Electronics giant Apple felt the reputational risk of its supply chain in January 2012 when around 150 workers at its Chinese components supplier Foxconn threatened to commit suicide by jumping from the factory roof in protest at their working conditions.
But it’s not just in the developing world where societal concerns can be a threat to business. Jim Woods, director of corporate sustainability events organiser Green Monday, identifies ‘social issues’ as a big challenge for businesses everywhere.
“Social risks are getting higher and higher because of the economic situation,” he says. He identifies rising fuel prices as a particular concern in the UK. In 2009, 18 percent of households were classified as living in fuel poverty, meaning they have to spend more than 10 percent of their household income to keep their home in ‘satisfactory’ condition.

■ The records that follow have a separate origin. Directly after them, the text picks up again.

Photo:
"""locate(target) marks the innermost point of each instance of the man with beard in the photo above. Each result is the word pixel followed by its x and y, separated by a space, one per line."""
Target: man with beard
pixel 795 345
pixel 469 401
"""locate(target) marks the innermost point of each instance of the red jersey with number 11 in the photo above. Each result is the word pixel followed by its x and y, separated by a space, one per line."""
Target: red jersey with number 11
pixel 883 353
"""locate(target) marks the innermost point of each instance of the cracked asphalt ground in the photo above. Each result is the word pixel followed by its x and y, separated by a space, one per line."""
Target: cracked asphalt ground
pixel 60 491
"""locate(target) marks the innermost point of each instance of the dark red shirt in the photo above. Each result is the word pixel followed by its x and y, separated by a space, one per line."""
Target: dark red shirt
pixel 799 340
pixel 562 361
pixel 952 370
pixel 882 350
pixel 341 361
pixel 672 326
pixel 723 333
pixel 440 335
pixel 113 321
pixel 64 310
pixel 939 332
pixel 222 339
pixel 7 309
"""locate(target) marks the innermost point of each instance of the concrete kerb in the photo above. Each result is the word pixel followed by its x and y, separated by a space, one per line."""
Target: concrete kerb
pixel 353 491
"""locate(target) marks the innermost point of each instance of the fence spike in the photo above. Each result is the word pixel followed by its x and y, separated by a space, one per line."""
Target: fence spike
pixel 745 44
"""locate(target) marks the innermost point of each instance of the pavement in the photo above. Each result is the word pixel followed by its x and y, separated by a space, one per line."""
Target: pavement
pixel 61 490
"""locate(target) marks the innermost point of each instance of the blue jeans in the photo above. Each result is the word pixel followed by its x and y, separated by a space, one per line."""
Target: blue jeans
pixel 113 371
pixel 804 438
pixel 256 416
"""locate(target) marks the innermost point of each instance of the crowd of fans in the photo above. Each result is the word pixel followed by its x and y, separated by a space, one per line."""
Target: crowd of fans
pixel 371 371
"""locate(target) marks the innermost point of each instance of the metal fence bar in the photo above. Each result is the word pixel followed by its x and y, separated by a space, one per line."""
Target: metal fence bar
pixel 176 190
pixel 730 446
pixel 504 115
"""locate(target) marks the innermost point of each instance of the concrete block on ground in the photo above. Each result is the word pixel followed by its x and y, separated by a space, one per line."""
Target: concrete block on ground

But while this percentage is set to rise, utility companies are making huge profits. In February, Centrica, the owner of British Gas, announced profits of £2.5 billion. Two months later, Greenpeace activists staged a protest at its Windsor HQ and a handful managed to get inside the building.
Social unrest, Woods believes, is going to become a greater issue, and the notion of corporate social responsibility as “a few philanthropic things on the side” is dead. ‘Social business’ is the new catchphrase.
Company executives may increasingly see the value of social business, but do institutional investors share their enthusiasm? Woods says investors haven’t yet grasped social business.
“Companies such as Unilever, Marks & Spencer and Kingfisher are leading their investors on the sustainability issue, not the other way round.”